Arabella and I discussed dinner options and cravings one evening: I am Frenched out for the moment (her) and Can we keep it chill? (me). Tapas, an eating concept from the Basque Country, could be anything bite-sized on a small plate. It’s not French and it’s definitely the most laid-back way I can think of in terms of eating dinner, so to Boqueria we went. I am still reeling from my Catalan vacation and because I had lunch at the boqueria three times while I was in Barcelona, eating pintxos (pin-chos) was an easy pick.

The quail egg was fried and served on top of a sausage sliver and a crispy baguette. It needed a good drizzle of olive oil. I liked the idea of a date stuffed with almonds wrapped in bacon, but then again, I like anything with bacon. The squid was served with a handful of limp mixed greens; perhaps stewed chick peas could have made the dish more lively.

The consolation, however, was the service. The place got crowded as it got later but our bartender-server made sure she gave us her attention. She was very patient with the mixed crowd: one actually opened up his laptop at the bar and another kept screaming for a Syrah until she politely explained that he was in a Spanish bar. Men in suits kept bumping our backs with their obnoxious laptop murses, so she made us stay by comping a glass of white and a glass of sangria. Although the space is very sleek and the buzz infectious, the food at this Boqueria could be a little more inspired.

Related post/s:
Tia Pol has the tapas down
More Catalan-inspired tapas at Casa Mono

Applewood

501 11th street off Seventh Avenue, Park Slope, Brooklyn
718/768.2044
$160 for two, with several drinks, with tip
♥ ♥ ♥

I believe it’s called skill when a chef can take a cheap cut of veal and mask it as if it’s not part of the animal’s chewy shoulder. And I believe that it’s only a sincere love for food that can make a lamb loin taste, not like lamb, but of the combination of the complementary ingredients with it.
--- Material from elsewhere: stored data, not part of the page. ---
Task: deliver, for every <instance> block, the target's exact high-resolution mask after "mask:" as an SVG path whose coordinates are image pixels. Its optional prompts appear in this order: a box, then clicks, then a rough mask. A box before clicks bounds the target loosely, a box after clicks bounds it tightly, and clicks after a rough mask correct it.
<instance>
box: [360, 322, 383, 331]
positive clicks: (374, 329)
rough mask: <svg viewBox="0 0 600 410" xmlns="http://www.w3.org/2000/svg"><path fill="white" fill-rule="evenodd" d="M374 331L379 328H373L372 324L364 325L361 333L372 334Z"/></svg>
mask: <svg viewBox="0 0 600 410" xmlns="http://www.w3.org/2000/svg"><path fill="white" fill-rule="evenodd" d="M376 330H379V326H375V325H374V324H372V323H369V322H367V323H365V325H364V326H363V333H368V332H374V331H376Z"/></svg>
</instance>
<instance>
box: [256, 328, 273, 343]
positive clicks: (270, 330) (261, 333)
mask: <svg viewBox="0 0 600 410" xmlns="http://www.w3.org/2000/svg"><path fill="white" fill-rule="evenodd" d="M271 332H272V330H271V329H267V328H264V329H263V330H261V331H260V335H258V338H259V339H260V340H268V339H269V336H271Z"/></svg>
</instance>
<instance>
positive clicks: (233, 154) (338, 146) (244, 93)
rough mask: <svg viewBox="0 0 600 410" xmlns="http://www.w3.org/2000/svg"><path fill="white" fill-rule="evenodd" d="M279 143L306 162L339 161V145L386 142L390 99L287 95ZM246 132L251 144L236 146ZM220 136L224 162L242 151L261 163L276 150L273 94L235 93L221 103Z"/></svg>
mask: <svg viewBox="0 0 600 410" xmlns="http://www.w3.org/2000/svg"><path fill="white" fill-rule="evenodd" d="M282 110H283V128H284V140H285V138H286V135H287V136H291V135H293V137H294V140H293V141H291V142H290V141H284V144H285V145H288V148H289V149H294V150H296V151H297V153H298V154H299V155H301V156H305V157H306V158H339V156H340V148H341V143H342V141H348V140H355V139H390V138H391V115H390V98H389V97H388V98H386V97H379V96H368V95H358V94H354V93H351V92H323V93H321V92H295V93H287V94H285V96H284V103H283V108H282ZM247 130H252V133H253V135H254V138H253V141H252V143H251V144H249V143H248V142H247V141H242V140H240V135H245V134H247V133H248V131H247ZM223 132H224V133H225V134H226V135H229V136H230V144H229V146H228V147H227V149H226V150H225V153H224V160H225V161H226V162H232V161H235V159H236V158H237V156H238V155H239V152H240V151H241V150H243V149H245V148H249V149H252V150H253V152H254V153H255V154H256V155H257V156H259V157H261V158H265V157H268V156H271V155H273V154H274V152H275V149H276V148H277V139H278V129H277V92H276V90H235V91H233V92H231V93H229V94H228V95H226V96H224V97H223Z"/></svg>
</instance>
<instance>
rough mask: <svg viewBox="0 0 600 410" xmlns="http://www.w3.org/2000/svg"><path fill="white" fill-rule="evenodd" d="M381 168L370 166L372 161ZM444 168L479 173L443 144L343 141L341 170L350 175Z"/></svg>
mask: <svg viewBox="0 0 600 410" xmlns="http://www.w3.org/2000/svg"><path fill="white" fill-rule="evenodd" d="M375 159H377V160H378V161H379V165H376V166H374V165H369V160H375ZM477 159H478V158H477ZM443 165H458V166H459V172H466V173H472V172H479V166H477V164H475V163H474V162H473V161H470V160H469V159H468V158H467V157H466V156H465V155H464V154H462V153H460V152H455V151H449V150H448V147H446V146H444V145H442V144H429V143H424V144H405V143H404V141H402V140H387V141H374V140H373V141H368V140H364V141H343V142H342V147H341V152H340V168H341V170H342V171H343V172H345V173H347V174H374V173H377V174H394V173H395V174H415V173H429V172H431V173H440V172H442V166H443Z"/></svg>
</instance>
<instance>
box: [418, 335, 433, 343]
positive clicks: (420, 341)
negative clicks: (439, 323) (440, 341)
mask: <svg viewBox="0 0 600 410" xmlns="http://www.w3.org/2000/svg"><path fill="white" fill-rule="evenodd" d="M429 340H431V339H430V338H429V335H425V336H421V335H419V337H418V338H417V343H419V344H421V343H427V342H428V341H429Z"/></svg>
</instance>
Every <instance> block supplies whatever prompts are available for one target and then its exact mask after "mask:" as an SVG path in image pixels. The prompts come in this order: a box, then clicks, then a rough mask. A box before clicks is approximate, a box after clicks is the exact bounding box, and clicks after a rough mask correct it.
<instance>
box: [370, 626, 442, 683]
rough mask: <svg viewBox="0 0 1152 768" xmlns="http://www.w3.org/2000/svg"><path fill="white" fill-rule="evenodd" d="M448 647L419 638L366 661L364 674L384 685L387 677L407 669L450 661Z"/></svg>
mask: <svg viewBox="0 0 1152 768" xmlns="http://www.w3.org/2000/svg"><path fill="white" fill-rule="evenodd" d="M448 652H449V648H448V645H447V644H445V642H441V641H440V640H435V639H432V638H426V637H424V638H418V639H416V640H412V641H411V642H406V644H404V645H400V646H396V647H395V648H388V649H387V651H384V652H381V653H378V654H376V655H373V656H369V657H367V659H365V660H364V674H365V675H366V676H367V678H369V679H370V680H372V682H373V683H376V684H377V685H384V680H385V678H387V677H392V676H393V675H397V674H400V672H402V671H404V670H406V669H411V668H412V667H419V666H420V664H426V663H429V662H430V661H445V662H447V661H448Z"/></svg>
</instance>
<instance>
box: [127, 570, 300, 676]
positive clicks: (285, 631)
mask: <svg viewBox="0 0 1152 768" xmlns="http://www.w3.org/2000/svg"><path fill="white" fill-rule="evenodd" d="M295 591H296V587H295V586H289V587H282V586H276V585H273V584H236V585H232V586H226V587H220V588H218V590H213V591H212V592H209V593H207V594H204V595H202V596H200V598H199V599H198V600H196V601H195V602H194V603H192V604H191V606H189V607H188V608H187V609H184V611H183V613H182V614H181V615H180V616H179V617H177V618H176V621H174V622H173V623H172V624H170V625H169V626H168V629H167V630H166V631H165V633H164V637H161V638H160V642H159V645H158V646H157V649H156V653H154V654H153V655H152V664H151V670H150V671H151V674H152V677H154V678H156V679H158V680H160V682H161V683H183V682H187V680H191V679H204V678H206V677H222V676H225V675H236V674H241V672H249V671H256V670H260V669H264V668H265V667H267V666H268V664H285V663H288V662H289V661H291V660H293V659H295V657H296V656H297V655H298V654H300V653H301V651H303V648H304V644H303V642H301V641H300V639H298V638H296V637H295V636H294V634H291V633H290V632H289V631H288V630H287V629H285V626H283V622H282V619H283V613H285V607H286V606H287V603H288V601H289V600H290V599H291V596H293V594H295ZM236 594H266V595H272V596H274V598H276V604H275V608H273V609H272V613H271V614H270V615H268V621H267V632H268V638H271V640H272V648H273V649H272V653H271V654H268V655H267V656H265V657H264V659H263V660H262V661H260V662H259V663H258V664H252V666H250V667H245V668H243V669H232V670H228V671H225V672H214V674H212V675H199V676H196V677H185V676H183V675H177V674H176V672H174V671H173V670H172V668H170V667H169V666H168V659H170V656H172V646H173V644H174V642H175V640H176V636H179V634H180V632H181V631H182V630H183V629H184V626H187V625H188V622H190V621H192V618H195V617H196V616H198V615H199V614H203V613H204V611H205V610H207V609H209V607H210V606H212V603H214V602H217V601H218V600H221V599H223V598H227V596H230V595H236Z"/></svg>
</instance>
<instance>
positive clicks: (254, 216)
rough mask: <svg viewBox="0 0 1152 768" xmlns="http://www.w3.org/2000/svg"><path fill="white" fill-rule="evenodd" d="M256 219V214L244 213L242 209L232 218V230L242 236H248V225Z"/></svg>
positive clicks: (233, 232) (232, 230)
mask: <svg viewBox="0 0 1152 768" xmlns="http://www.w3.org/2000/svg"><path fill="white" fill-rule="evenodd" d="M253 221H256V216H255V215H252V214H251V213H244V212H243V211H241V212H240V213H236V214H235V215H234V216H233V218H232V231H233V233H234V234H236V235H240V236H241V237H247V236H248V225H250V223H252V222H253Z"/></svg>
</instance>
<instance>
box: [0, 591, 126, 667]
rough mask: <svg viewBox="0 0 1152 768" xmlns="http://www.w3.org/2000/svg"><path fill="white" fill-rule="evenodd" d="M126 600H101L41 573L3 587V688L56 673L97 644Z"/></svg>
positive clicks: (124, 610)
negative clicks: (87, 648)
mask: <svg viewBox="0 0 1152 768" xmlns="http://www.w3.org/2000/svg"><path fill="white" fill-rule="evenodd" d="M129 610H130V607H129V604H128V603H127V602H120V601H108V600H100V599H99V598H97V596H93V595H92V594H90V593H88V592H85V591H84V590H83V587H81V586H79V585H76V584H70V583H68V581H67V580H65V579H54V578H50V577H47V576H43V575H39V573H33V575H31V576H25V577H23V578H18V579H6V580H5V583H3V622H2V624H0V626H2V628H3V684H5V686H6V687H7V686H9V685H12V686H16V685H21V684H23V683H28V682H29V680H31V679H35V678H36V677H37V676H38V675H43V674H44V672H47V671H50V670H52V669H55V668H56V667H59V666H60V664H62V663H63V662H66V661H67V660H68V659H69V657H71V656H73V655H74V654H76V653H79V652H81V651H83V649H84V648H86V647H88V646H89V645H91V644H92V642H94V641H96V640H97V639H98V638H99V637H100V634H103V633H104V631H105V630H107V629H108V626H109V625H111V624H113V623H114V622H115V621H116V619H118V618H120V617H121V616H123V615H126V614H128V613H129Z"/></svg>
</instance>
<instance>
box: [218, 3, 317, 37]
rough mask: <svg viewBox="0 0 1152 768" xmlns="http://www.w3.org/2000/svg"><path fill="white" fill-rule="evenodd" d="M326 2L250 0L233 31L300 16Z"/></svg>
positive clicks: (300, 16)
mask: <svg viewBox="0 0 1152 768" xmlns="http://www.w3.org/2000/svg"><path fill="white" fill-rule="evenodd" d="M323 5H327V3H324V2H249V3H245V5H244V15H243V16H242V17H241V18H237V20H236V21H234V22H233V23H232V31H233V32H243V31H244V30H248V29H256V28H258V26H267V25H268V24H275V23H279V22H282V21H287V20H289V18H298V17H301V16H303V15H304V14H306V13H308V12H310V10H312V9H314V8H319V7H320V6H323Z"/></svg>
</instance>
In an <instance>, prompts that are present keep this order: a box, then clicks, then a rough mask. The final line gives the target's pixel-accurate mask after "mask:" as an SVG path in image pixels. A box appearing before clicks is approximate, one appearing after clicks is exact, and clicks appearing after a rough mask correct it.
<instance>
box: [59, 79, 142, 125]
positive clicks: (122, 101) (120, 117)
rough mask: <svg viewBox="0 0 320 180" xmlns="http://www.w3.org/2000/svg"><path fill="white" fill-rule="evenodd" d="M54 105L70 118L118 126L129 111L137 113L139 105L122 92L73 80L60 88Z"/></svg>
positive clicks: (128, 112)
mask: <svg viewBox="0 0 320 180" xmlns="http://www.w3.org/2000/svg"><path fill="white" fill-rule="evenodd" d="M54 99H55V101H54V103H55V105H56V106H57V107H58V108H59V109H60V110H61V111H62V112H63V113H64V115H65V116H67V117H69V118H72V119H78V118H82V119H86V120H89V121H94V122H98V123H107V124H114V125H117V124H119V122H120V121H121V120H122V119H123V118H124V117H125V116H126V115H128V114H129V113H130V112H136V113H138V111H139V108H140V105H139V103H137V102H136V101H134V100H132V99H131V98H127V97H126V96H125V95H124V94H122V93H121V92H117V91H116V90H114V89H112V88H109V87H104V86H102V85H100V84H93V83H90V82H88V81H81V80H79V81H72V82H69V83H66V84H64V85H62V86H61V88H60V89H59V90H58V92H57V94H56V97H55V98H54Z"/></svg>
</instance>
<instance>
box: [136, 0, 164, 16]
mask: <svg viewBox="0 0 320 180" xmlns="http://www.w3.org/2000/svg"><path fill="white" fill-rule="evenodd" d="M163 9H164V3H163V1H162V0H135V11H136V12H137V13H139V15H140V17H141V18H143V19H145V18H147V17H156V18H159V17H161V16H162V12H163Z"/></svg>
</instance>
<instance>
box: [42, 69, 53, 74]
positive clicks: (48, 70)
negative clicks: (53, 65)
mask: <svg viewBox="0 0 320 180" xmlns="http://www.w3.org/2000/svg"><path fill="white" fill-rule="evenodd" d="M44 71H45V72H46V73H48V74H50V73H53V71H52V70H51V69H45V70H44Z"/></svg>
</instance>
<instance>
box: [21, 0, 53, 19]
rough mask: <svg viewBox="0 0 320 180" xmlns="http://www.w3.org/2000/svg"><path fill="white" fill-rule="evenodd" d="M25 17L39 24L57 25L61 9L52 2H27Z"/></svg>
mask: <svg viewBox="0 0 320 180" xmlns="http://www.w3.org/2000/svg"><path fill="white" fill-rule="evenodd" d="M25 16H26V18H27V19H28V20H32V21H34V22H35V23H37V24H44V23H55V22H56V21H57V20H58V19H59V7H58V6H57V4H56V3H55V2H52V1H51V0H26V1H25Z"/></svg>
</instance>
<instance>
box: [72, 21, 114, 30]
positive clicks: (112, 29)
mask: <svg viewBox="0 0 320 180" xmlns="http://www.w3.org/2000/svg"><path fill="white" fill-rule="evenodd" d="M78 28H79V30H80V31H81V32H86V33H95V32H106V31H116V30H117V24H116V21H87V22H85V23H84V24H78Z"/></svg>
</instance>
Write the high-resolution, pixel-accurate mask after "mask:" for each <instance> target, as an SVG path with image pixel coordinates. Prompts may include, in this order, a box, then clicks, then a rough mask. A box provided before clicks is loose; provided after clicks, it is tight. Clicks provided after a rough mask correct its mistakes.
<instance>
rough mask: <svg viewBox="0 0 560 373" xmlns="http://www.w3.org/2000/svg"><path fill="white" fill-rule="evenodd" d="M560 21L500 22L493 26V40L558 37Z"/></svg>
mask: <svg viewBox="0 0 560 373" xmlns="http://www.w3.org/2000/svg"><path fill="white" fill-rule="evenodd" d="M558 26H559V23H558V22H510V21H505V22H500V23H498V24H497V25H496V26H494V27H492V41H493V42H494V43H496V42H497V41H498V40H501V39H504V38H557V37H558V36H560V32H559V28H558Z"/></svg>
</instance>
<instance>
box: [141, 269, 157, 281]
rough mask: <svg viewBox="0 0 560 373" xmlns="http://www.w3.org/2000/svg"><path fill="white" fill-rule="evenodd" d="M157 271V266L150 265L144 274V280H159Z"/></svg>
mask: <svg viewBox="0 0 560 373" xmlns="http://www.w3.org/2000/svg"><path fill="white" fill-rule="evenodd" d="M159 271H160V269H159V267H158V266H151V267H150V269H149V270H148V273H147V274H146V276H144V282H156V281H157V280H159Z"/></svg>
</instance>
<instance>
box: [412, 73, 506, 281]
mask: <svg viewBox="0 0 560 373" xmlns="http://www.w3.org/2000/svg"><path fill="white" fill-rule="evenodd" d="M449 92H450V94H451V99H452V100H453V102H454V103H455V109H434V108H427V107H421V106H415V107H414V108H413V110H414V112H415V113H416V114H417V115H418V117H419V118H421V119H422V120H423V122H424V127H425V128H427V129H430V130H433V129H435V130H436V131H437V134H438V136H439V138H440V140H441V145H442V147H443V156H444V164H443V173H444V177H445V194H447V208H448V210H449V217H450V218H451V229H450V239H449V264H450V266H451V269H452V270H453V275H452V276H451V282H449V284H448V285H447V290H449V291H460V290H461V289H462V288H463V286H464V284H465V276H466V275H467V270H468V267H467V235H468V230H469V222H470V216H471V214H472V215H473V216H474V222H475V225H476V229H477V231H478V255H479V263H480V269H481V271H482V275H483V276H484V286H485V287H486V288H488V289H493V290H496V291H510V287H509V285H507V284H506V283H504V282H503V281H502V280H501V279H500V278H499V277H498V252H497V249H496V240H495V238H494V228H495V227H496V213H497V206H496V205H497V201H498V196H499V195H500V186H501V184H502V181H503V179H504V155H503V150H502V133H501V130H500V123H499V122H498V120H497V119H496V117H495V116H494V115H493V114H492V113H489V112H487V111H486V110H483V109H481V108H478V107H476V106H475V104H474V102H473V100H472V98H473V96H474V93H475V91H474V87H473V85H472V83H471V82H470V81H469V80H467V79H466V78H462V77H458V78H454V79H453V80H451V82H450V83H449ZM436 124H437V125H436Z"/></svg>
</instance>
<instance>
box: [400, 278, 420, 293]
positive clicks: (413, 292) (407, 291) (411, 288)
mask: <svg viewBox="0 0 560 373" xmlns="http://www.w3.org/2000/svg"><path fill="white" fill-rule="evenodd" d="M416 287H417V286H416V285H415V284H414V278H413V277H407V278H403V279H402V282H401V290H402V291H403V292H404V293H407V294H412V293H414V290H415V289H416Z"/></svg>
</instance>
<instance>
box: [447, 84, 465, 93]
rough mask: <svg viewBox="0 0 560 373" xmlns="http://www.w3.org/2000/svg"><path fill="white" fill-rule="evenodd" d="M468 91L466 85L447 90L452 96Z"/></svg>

An amuse of roasted red beets with bloodoranges was a good start to a nicely-paced dinner at Applewood. The beets were tender but gave softly in my mouth. A seared Maine scallop sat in soup; I was only disappointed that I didn’t have a spoon to slurp all of it. A braised Vermont pork belly was crunchy and yet so delicate with the tiny pieces of eggplant, my smile stretched past my ears. The lamb loin was soft and really tasted like a nice cut of beef especially with the slightly bitter daikon and the creamy (but a little too salty) polenta. And veal shoulder, an inexpensive cut meant to be braised for hours, was naturally chewy but it was presented with such skill that you accept it just the way nature intended it. We ended the night with a small muffin of almond cake and it came with Seckel pear, the miniature sweet-sour kind excellent for cooking. A much bigger dessert, nectarine cobbler, was eaten until the last crumb was unseen.

Treading to Brooklyn for dinner is an ordeal for us Harlem residents, but we are well aware of the restaurants cropping up in support of sustainable local products and we are slowly making our way to eating in the outer boroughs. Applewood, for the last two years, has been changing their menu daily to ensure the freshness and seasonality of the ingredients. (An onion martini is a must-have before dinner is served.) An otherwise quiet Tuesday night dinner became special.